Lyft officially files paperwork for an IPO
- Lyft said Thursday that it has filed a confidential draft registration statement with regulators to go public.
- It’s the first major ride-hailing company to officially launch its IPO, beating its much larger competitor Uber.
- Lyft’s offering is widely expected to come in early 2019.
Lyft has officially filed paperwork with the top US stock market regulator to go public, the ride-hailing giant announced Thursday morning.
The confidential draft registration statement, submitted to the Securities and Exchange Commission, is the first step to an initial public offering, or IPO, for Lyft.
It’s a big step in what’s largely considered to be a race to go public between Lyft and its much larger rival Uber. The latter is also considering an IPO next year, but has been coy about the timing of its float.

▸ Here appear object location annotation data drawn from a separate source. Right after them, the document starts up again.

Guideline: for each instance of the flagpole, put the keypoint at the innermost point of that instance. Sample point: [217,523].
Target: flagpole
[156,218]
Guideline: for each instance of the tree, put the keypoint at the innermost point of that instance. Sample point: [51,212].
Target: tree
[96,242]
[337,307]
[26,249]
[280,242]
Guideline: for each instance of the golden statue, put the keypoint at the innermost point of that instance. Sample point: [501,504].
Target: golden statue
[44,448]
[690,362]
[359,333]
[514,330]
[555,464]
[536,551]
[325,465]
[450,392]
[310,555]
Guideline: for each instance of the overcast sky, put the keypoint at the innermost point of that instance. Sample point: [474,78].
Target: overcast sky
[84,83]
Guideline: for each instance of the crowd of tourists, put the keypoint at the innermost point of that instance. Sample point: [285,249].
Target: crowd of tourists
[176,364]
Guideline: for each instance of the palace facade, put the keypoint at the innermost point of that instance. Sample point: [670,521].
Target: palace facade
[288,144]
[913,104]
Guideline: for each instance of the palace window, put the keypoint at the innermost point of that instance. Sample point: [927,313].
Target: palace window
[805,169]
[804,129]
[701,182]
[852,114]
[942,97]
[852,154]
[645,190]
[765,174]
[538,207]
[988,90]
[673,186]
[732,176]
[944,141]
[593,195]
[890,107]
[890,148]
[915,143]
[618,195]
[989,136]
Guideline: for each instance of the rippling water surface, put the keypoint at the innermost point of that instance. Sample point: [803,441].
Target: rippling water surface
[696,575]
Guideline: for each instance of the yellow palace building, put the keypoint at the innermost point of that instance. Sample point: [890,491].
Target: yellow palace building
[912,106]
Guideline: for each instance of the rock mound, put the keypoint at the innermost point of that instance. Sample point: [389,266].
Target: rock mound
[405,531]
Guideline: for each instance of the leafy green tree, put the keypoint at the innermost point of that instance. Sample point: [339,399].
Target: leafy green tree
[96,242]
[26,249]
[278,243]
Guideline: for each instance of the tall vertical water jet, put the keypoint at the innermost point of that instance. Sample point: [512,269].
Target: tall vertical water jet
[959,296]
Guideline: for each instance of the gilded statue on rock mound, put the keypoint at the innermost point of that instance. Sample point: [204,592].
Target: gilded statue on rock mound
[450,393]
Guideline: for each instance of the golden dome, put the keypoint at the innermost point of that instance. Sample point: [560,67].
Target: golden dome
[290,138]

Lyft did not elaborate on pricing, number of shares, or targeted valuation. Those specifics will come after the SEC completes its review. The actual offering will likely come in early 2019. The company was most recently valued at $15 billion, and a public offering could boost that number.
A Lyft spokesperson did not immediately respond to a request for comment from Business Insider.
The company began lining up banks as recently as October, with Credit Suisse assisting with the deal. Other firms reported to be involved are JPMorgan and Jefferies.
Not content with its roughly 35% market share in the US, Lyft has also been branching beyond traditional ride-hailing as it seeks further growth. Last week, it’s acquisition of Motivate, the country’s largest bike share operator, officially closed. The purchase adds bikes and scooters in most major cities to its arsenal, now known as Lyft Bikes.
Uber, still far-and-away the largest ride-hailing company in the world, is also working towards an IPO next year. It’s potential valuation could easily overshadow Lyft’s offering, with a reported target of $120 billion.
Unlike Lyft, Uber has self-reported quarterly financials. Most recently, those numbers showed slowing growth and widening losses for the company.